Cadence Design Systems today (July 13) launched Joules RTL Design Studio, a new tool that aims to close further the gap between RTL and implementation using a combination of existing internal expertise and generative-AI.
The tool has two use-cases. RTL engineers can explore options for power, performance, and area as well as the congestion (PPAC) that can cause all three of those traditional specifications to be missed. Alternatively, after hand-off for implementation, Joules RTL Design Studio can be used to smooth the back-and-forth between the two stages where bugs, ECOs or other changes become necessary as a project progresses.
“This is really targeted at improving the productivity of RTL designers, specifically at helping them understand physical effects when their RTL is going to be implemented,” explained Rob Knoth, product manager group director in the Digital & Signoff Group at Cadence.

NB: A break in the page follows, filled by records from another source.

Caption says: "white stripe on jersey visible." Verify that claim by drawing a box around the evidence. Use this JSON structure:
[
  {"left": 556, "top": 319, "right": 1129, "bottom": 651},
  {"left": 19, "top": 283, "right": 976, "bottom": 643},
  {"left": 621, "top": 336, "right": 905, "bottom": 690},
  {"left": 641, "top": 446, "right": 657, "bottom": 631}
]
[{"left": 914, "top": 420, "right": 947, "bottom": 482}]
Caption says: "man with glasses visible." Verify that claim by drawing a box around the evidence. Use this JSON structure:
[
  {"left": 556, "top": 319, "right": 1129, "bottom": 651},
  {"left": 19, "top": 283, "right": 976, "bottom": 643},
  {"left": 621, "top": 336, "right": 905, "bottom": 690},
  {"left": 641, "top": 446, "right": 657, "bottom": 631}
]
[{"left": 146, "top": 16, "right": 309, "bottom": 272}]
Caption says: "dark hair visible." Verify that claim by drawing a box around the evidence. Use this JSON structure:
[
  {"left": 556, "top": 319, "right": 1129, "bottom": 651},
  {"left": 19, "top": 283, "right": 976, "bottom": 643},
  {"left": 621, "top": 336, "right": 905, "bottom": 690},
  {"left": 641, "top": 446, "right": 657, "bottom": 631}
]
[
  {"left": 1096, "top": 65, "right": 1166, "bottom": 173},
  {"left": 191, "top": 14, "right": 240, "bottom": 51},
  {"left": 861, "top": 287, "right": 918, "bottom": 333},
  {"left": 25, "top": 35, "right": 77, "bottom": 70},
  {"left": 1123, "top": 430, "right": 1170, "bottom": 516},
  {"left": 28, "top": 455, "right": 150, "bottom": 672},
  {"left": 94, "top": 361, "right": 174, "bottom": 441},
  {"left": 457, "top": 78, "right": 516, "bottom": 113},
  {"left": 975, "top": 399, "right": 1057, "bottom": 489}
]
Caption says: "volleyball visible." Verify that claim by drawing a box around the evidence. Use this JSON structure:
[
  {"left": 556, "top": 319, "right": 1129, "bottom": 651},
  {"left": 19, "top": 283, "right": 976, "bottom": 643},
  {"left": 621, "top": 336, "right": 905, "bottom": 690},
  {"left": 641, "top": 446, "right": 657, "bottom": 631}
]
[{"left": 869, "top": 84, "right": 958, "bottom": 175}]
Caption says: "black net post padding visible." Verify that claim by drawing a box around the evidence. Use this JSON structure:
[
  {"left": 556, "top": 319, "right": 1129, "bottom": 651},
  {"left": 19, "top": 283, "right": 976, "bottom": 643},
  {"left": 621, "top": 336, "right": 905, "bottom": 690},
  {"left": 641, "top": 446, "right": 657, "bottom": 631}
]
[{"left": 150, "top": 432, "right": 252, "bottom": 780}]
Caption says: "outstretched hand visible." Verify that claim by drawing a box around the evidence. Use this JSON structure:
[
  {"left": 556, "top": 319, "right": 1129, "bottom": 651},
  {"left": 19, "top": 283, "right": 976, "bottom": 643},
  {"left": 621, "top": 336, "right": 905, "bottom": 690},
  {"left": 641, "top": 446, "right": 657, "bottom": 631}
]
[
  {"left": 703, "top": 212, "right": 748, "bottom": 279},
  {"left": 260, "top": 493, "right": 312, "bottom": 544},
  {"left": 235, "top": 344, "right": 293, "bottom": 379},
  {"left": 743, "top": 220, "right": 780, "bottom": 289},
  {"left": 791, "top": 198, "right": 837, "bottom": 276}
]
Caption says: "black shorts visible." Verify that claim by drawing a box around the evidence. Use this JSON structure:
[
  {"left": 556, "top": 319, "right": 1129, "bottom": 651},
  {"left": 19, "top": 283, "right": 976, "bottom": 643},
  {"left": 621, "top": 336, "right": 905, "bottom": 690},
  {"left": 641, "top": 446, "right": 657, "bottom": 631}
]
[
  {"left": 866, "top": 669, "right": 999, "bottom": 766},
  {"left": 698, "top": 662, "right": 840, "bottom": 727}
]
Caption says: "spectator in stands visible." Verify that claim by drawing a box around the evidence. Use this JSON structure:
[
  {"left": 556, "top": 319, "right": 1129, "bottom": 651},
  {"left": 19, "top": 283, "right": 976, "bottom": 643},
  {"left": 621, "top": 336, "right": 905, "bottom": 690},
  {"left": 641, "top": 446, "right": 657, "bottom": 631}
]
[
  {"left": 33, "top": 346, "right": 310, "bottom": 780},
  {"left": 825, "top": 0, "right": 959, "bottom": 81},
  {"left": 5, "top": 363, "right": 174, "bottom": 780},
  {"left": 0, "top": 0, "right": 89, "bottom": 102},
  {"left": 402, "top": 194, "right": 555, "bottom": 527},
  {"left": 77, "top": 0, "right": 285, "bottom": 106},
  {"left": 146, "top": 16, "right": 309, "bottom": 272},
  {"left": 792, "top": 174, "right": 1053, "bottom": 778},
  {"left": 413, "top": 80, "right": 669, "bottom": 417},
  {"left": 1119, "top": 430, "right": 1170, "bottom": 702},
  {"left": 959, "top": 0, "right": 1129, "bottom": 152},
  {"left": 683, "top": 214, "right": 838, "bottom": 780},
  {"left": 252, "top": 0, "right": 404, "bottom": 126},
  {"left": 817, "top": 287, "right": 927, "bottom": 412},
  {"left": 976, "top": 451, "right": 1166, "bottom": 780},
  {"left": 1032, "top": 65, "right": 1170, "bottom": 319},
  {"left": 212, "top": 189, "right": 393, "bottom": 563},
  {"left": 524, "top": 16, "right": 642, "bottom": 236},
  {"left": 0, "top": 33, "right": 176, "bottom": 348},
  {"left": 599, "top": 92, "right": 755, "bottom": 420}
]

“You’re talking about the gap between very different types of engineers. The implementation engineer lives, eats and breathes things the RTL engineer typically doesn’t understand.”
So, rather than trapping the two groups in a room with a whiteboard, Joules RTL Design Studio provides feedback within a familiar RTL cockpit, whether that is for correcting code or exploring possible optimizations during ‘what if’ analysis informed by the generative AI. Or later, through translation between disciplines after an initial hand-off.
“The main aspect of the system is an intelligent RTL debug assistance system,” Knoth said.
The generative aspect of the tool draws upon Cadence’s existing AI infrastructure, notably the Cerebrus Intelligent Chip Explorer and its Joint Enterprise Data and AI (JedAI) platform. But this has been matched in a roughly 50:50 combination with existing expert knowledge from the Joules family and other Cadence products to mitigate potential errors and hallucination by the AI engine.
This combination follows a model seen as increasingly important within EDA as AI techniques continue to evolve.
At the same time, users have the option to share data as they use Joules RTL Design Studio according to constraints they themselves set ranging from not-at-all through internal-only to completely open. Knoth acknowledged that there is as yet “no one size fits all answer here”. The need to feed more design data into AI-based systems and tools is understood though faces obvious sensitivities.
Early users of Joules RTL Design Studio have, the company says, seen improvements of up to 5X in productivity and 25 per cent in the quality of results for their RTL. One of these was Japanese SoC developer Socionext.
“Our engineers were able to achieve 2-3X better productivity through analysis efficiency, significantly reducing iterations between RTL designs and implementation,” said Shunji Katsuki, general manager of the SoC System Development Division within its Global Development Group.
“Design issues were discovered earlier than they would have been with our previous front-end design process.”
Other early endorsements have come from Arm, MediaTek and Alibaba.